[Don't] set StringBuffers to null: or how to read lower than bytecode

[Don't] set StringBuffers to null: or how to read lower than bytecode

S. Gilles

2017-01-20

A few months ago, I was working on a project written in Java.
One function I had written looked something like this:

public String getFoo() {
StringBuffer result = new StringBuffer();

for (Some thing : things) {
result.append(thing.frobinate());
}

return result.toString();
}

In the peer review, a coworker (a reasonable and thoughtful person)
made a comment (paraphrased) along the lines of:

Set result to null before returning - it helps the garbage
collector according to [Book I can't recall the title of].

My instinctive reply (paraphrased) was “If the garbage collector
can't tell that result is out of scope from the end of the function,
setting it to null won't help.
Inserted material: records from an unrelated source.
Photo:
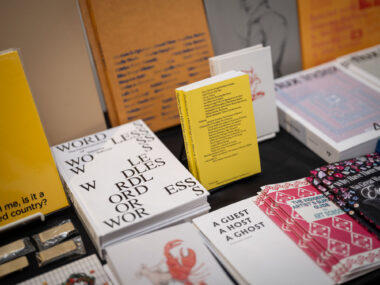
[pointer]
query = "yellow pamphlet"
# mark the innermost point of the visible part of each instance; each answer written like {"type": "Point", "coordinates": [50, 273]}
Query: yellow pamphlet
{"type": "Point", "coordinates": [29, 180]}
{"type": "Point", "coordinates": [219, 129]}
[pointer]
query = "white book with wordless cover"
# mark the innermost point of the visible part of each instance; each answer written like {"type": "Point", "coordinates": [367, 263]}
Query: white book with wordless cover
{"type": "Point", "coordinates": [254, 249]}
{"type": "Point", "coordinates": [256, 61]}
{"type": "Point", "coordinates": [124, 182]}
{"type": "Point", "coordinates": [175, 255]}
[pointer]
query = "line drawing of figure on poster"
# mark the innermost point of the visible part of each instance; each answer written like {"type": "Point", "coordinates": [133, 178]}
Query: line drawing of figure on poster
{"type": "Point", "coordinates": [267, 26]}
The book was probably talking about long
functions during which GC passes could be expected to run at times when
the variable was still in scope, just not used.”

That argument isn't as strong as it could be, however, since it relies
on me claiming that I understand the Java Memory Model and assuming
something about the behavior of an optimizing compiler. Besides, the
advice was published in a book (albeit one focused on Java 1.4 or 1.5),
which is pretty strong. A better argument would be “I can show you
that setting the StringBuffer to null does nothing”.

If this were C, I could have turned up the compiler optimization and
compare the object files, and perhaps we would even be using a compiler
that outputs some kind of IR in a human and diff-friendly fashion.
But this isn't C, and the bytecode that javac outputs doesn't have the
optimizations I was looking for applied.

However, I was in luck, since we were using the HotSpot VM, which allows
-XX:+PrintAssembly. There are a few hoops to jump through, but once I
downloaded and built hsdis, including its special version of binutils,
I was able to run

LD_LIBRARY_PATH=/path/to/hsdis/build/Linux-amd64 \
java \
-XX:+UnlockDiagnosticVMOptions \
-XX:+PrintAssembly \
-cp /path/to/program \
MainClass 2>/dev/null

and see a wonderful spew of of movs and jnes.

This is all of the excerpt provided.